Target is reportedly looking to become a player in the mobile wallet game. The fourth largest retailer in the U.S. would be joining a market that’s quickly becoming pretty crowded. The next mobile payment solution on your smartphone very well could be Target Pay, though it can’t be confirmed at this time.
The report comes from Reuters this morning, which writes that Target is still in the early development stages with its mobile wallet. Two of the anonymous sources “familiar with the matter” indicate it could launch as soon as next year. If Target does end up launching its own mobile wallet, consumers are in for yet another strong push toward tucking away credit cards and checking out with smartphones.
In an unpredictable turn of events, both tech giants and now retailers are contributing to the same market. While Apple Pay serves as a mobile wallet for iOS devices, Walmart Pay — the most recent entry from any company — serves as a mobile wallet specifically to Walmart shoppers across multiple platforms. Plus of course Samsung Pay and Android Pay contribute to their own customers.
It’s also impossible to forget about CurrentC, which pretty much flopped before it was ever able to launch. The consortium from multiple U.S. retailers was designed to avoid credit card fees in stores and take control of mobile payments. It never gained traction and never even saw any type of wide scale launch. Reuters reports that despite the launch of Walmart Pay, the retailer is still on board with CurrentC as is Target. Don’t expect that to last, since both companies building their own products should be indicative enough that the consortium isn’t working out.

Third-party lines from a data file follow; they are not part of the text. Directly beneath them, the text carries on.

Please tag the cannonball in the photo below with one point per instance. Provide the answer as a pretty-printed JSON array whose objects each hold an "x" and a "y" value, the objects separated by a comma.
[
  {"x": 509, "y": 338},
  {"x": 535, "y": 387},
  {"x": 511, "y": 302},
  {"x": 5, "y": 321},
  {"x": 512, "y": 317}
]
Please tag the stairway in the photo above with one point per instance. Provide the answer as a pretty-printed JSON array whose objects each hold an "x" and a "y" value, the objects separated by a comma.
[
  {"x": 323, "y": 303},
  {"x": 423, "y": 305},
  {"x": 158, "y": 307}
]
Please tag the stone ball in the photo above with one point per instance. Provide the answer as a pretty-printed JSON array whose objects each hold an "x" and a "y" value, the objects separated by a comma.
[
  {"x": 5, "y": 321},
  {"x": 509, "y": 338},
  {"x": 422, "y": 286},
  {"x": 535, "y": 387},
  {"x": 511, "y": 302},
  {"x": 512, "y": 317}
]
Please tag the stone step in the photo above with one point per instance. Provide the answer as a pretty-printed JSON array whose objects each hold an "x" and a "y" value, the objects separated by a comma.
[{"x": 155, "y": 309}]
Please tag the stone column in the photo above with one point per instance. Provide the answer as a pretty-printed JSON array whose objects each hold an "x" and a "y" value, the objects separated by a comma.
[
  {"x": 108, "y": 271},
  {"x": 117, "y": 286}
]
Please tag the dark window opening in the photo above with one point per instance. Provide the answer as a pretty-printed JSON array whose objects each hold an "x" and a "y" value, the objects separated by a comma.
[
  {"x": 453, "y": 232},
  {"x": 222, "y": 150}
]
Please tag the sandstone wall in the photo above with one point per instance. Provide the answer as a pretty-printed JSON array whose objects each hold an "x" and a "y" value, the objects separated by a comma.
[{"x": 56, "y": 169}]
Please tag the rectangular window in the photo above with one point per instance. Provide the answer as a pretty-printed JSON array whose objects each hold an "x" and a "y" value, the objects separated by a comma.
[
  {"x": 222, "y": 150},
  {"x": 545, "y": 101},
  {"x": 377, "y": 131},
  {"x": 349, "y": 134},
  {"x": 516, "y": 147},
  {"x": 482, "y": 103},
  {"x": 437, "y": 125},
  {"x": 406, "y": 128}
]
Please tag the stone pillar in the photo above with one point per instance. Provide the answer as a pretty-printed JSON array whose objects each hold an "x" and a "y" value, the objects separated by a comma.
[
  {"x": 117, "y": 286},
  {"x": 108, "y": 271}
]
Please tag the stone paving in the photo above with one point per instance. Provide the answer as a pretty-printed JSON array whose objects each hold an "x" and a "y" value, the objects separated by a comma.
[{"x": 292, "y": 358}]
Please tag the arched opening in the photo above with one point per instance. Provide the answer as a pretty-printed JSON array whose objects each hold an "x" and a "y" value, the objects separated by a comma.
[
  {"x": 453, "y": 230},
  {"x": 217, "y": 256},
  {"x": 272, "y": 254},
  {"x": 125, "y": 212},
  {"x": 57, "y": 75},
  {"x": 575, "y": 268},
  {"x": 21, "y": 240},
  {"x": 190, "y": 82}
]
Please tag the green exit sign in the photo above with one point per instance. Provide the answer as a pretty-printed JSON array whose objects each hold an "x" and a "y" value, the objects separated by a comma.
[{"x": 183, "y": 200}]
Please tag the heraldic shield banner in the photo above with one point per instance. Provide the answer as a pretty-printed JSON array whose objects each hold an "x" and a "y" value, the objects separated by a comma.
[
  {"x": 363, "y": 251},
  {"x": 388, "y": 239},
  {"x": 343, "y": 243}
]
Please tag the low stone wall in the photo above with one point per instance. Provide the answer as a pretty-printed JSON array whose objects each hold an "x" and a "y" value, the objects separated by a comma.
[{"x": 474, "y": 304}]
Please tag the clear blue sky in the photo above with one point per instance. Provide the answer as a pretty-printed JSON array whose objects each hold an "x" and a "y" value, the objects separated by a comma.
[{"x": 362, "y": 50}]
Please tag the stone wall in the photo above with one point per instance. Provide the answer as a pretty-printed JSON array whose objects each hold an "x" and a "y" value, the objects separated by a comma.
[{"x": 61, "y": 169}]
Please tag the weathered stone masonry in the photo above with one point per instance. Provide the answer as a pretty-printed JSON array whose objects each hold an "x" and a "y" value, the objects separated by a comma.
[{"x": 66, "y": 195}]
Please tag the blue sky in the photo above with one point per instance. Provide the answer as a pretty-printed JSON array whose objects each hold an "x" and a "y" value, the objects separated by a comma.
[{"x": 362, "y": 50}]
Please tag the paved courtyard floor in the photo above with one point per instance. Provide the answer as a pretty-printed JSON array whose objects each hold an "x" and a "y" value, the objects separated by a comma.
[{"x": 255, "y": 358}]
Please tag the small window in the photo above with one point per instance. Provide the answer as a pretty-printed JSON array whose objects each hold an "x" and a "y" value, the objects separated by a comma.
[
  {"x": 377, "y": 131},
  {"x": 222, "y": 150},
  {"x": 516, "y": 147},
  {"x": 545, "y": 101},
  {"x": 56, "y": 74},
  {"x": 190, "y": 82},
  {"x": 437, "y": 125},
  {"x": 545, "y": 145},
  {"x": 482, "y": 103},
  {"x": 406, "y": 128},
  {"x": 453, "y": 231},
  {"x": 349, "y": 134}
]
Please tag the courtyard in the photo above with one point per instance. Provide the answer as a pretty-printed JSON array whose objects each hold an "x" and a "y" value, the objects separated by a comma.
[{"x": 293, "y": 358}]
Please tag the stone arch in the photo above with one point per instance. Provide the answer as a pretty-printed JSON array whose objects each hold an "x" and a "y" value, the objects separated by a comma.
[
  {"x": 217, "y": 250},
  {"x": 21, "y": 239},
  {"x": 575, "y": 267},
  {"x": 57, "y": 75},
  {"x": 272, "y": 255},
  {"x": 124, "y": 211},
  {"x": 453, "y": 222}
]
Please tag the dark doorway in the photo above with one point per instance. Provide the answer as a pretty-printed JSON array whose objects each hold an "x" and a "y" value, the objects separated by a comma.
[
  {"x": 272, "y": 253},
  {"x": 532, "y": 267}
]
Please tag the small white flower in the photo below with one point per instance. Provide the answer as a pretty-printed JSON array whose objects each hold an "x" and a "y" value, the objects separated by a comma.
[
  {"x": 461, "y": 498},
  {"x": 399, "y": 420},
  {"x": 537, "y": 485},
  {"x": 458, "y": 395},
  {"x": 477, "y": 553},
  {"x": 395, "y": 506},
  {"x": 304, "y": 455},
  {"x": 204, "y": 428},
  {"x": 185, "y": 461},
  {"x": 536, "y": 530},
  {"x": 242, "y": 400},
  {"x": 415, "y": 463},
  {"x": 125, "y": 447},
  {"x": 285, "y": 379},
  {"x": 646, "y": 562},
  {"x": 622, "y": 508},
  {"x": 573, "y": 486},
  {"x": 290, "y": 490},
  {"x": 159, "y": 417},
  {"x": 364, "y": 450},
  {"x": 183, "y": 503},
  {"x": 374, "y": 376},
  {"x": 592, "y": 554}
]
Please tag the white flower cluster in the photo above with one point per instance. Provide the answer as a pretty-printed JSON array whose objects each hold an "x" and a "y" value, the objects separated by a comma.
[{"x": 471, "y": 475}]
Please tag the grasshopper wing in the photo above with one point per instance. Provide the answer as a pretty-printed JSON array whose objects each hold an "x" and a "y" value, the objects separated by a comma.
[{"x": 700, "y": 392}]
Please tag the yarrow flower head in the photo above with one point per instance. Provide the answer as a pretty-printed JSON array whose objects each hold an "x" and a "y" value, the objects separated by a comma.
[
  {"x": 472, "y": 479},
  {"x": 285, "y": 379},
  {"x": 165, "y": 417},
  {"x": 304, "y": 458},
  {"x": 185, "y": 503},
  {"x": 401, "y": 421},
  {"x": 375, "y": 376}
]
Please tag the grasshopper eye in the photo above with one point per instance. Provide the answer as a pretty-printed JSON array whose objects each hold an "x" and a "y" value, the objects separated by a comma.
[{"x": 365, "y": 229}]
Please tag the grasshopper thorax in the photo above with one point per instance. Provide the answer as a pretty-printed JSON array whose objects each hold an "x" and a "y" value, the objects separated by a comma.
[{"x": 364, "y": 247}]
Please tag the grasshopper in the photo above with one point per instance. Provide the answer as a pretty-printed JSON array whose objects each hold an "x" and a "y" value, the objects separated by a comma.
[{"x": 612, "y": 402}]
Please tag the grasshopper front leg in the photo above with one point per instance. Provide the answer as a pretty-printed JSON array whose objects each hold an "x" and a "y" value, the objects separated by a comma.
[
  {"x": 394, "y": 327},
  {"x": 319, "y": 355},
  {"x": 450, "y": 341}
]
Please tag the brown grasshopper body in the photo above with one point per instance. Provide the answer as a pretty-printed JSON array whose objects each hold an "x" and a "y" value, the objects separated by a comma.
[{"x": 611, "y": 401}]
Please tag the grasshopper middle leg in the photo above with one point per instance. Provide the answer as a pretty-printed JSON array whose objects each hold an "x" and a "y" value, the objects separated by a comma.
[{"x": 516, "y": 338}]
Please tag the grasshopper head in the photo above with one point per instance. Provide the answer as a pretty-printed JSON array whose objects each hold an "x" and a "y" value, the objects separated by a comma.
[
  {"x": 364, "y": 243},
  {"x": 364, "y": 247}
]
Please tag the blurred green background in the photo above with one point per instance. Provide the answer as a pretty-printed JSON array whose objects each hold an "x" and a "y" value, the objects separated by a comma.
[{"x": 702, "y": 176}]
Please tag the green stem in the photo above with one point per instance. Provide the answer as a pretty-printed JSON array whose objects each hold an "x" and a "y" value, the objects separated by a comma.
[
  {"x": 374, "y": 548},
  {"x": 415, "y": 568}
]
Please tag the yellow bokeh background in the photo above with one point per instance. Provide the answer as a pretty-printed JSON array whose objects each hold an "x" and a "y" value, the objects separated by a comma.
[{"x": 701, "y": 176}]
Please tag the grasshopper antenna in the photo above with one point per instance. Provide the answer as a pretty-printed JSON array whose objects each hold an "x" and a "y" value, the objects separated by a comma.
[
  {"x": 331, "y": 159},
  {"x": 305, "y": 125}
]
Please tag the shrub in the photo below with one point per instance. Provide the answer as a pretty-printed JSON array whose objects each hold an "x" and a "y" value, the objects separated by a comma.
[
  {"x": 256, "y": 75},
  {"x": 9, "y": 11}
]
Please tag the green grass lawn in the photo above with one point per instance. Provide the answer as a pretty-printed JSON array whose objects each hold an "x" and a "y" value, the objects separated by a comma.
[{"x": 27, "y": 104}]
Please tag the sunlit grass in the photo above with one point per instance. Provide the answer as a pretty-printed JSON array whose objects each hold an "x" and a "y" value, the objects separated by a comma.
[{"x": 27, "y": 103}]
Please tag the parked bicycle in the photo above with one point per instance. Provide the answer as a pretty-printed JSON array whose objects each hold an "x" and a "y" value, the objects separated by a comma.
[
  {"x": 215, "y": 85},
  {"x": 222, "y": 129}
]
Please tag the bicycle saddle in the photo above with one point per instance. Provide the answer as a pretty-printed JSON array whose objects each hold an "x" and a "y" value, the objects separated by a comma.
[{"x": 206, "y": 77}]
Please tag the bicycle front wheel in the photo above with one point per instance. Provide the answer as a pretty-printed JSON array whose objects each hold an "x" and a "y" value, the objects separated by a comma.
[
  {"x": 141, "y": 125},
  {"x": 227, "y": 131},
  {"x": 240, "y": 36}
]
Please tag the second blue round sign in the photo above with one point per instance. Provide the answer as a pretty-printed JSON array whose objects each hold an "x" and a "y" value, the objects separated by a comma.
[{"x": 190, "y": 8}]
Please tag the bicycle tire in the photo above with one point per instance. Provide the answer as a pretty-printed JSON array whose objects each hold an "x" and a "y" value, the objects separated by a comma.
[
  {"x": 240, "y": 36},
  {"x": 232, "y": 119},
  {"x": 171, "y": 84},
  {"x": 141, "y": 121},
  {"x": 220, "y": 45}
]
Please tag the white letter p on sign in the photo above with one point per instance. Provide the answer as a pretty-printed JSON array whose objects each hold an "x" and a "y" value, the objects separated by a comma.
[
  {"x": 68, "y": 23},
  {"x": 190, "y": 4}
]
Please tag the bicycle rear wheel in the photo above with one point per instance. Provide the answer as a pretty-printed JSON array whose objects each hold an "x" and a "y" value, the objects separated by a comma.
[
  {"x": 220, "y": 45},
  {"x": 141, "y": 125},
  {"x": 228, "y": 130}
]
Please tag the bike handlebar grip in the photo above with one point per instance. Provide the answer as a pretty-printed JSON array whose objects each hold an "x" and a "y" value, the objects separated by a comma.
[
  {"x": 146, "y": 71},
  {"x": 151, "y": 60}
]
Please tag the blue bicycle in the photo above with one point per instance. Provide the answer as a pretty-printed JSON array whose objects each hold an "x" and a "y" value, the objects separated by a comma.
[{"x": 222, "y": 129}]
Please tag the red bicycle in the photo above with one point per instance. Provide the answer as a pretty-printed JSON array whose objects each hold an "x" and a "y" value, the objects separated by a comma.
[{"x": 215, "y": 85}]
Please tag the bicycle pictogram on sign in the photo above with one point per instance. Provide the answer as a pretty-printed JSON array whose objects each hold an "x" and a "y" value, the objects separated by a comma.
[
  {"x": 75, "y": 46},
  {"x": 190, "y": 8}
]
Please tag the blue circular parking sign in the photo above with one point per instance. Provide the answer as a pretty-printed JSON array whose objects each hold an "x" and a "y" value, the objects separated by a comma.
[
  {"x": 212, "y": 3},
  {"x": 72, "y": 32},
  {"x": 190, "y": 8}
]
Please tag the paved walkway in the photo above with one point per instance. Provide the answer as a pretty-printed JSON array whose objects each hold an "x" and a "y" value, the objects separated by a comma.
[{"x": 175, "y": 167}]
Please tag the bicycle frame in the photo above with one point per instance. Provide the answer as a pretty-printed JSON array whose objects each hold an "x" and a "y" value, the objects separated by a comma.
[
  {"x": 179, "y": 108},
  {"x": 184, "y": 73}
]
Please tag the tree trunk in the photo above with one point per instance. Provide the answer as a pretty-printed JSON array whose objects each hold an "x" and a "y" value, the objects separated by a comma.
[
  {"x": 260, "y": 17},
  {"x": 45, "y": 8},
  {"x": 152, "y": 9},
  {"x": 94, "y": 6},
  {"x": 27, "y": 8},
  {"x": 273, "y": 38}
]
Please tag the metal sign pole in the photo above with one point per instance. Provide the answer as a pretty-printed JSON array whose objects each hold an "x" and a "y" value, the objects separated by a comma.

A more important question has arisen about whether any of these mobile wallets will last. Apple Pay has the lead, but even Apple’s contribution to the market is struggling to really gain much attention or regular usage. Companies are positioning these payment solutions as easier than using credit cards when checking out in stores, but so far it doesn’t seem like the vast majority of consumers agree.
It’s possible that poor adoption could also be due to consumers’ inability to trust large corporations with their payment data. Like its competitors, Target will require that customers enter in their credit card information and store it in the app for later use.
Out of all competitors, Apple Pay has had the biggest marketing push so far and is currently the most used — albeit the most hated by retailers. For now the success of mobile wallets hangs on which weapons the other guys choose to bring to the battle and if they’re convincing enough to customers.